Are we forgetting them?

Are we forgetting them?

“He is an engineer and a distinction holder at that. Does he have good attitude? Big time!”


The wave of the information technology industry while undoubtedly having given lakhs of citizens of our country an entry into professionalism and a life of compliant and comfortable consumerism in it’s crest, seems to have left a couple of annual generations in its base.

It is but common experience that companies experience annual frenzies called recruitment drives in engineering colleges where they vie each other to grab freshers. These freshers are not immediately ‘billed’, but are put through a learning cycle wherein they are effectively made to unlearn more than they are needed to learn! By this, I am referring to the focused range of skills (Languages/tools) that they are made to master. Thus, we seem to be effectively recruiting them for their ability to learn rather than the competencies that they posses.

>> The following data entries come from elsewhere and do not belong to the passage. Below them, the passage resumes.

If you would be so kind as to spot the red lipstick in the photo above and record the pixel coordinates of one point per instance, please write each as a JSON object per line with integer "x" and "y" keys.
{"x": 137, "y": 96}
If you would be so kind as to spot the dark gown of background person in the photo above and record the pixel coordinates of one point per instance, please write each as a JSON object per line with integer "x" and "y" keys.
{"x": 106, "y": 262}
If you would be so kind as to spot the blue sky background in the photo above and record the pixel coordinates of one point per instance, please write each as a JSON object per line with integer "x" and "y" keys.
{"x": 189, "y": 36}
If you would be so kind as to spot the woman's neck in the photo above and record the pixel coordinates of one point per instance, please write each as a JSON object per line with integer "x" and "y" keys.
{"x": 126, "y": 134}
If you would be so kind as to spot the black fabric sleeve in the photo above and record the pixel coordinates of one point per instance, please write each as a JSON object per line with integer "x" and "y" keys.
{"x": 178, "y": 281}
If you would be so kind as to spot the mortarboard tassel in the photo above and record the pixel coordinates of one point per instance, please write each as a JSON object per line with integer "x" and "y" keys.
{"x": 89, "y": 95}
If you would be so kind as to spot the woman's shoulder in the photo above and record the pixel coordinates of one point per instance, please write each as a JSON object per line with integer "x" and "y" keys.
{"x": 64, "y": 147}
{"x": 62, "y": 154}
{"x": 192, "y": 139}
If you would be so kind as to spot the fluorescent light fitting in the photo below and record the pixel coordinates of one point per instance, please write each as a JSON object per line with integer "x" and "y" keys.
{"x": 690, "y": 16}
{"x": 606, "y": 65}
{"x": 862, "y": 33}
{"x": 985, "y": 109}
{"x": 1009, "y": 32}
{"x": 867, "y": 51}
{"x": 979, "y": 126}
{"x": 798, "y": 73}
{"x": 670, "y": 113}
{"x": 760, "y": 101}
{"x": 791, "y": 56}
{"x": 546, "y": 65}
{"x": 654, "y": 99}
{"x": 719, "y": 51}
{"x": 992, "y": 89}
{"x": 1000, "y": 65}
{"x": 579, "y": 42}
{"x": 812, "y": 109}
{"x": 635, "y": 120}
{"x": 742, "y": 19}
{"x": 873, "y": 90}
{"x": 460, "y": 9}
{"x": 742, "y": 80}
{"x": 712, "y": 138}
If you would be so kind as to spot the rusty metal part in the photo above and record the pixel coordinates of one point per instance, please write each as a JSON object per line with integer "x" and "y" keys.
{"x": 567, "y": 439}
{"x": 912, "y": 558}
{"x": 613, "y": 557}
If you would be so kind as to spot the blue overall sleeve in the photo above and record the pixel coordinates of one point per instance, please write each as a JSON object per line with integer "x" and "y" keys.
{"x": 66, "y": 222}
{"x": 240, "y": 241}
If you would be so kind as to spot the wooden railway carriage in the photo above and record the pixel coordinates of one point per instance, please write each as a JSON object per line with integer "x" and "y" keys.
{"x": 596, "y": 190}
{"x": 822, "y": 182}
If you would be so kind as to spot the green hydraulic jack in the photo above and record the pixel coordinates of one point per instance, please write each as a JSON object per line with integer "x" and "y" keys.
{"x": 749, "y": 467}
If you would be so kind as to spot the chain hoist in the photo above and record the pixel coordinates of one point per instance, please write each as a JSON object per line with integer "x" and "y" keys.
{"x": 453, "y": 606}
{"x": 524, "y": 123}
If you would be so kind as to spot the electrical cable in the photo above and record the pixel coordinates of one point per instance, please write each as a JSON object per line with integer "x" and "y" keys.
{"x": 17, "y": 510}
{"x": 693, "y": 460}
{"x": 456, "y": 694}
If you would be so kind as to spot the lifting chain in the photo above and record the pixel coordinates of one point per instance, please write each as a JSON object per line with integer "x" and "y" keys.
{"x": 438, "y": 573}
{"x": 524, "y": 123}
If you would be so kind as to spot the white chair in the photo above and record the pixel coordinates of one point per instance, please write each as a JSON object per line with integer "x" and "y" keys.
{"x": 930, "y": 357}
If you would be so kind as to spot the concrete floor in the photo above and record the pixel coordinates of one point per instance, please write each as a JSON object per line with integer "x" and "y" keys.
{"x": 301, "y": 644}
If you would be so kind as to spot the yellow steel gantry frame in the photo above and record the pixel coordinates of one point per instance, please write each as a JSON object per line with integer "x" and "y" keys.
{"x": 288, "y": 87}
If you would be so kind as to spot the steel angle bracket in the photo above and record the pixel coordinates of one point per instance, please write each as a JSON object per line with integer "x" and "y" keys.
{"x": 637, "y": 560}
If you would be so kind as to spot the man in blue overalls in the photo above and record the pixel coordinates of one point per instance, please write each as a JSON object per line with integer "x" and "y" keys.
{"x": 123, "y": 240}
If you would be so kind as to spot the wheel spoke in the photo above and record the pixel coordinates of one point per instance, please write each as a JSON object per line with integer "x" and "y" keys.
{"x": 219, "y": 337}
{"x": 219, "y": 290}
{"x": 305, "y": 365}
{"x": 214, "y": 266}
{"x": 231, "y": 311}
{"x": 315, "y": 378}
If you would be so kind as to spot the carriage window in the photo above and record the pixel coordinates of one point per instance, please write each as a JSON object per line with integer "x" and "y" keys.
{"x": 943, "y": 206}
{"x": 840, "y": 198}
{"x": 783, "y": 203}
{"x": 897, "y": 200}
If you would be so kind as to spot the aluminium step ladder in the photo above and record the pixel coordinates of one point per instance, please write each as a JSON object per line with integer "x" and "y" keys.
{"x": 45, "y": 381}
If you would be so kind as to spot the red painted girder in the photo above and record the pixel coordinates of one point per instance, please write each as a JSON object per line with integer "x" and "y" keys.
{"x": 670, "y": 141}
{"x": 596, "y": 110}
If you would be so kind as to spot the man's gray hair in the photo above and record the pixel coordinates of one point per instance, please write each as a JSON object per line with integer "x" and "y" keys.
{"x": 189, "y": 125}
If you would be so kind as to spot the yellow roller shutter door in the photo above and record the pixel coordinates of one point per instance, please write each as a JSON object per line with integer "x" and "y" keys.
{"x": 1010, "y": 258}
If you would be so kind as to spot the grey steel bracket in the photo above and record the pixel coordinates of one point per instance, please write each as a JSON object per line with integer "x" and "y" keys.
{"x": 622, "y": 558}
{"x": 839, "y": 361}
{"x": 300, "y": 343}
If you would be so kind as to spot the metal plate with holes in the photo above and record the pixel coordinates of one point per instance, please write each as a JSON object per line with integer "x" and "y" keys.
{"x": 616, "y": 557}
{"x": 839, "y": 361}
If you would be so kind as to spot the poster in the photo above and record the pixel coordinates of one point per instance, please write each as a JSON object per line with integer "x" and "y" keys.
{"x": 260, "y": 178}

While recruiting for a HR operations assistant, it was the author’s experience that out of the ten resumes shortlisted for the post, seven of them turned out to be those of engineers who had graduated in the years 2001 and 2002. They were all good students going by their marks and all of them were either computer science engineers or Electronics engineers.

All of them were victims of the downturn that the IT industry experienced and hence the subsequent freeze that was imposed on campus recruitments. Thus, the lofty dreams of a good job that they could look forward to were no longer around.

On further investigation, the author discovered that approximately 60% of those who had passed out in the years 2001 and 2002 seemed to have either augmented themselves with a MBA or had continued with ‘not very well’ paying jobs which in turn seem to have drawn them into vicious cycle that keeps them away from a job that many of their juniors have! The object of our discussion is the latter segment.

What are your views on taking this segment of ‘freshers’ who seem to have been forgotten by us, skilling them appropriately and providing them with a ‘life’?

Do write in with your inputs!

~Sid

1 comment:

Vallathol said...

2 issues with regard to training costs - both technical and soft-skill wise

(1)technical (re)training of older ones takes longer time than for the freshers, because you have to pour in the new wax on an old mould, still hoping to achieve same performance results -- unless of course the moulds are exceptionally flexible and receptive
(2)Along the same line of thought as the previous one, another major issue is the "emotional baggage" that they might be carrying from their previous work experiences. This is more tricky to deal with, simply because it will not be that easily evident, and so not easily re-trainable

HR being already tagged (quite unjustifiably, in my opinion)a "cost-incurring function", how will the management perceive such a move as you have aspired? (unless ofcourse they are either desperate for people, or "venture capitalists" in terms of innovative recruitment)

Please do correct me if I'm wrong regarding any of my understandings above.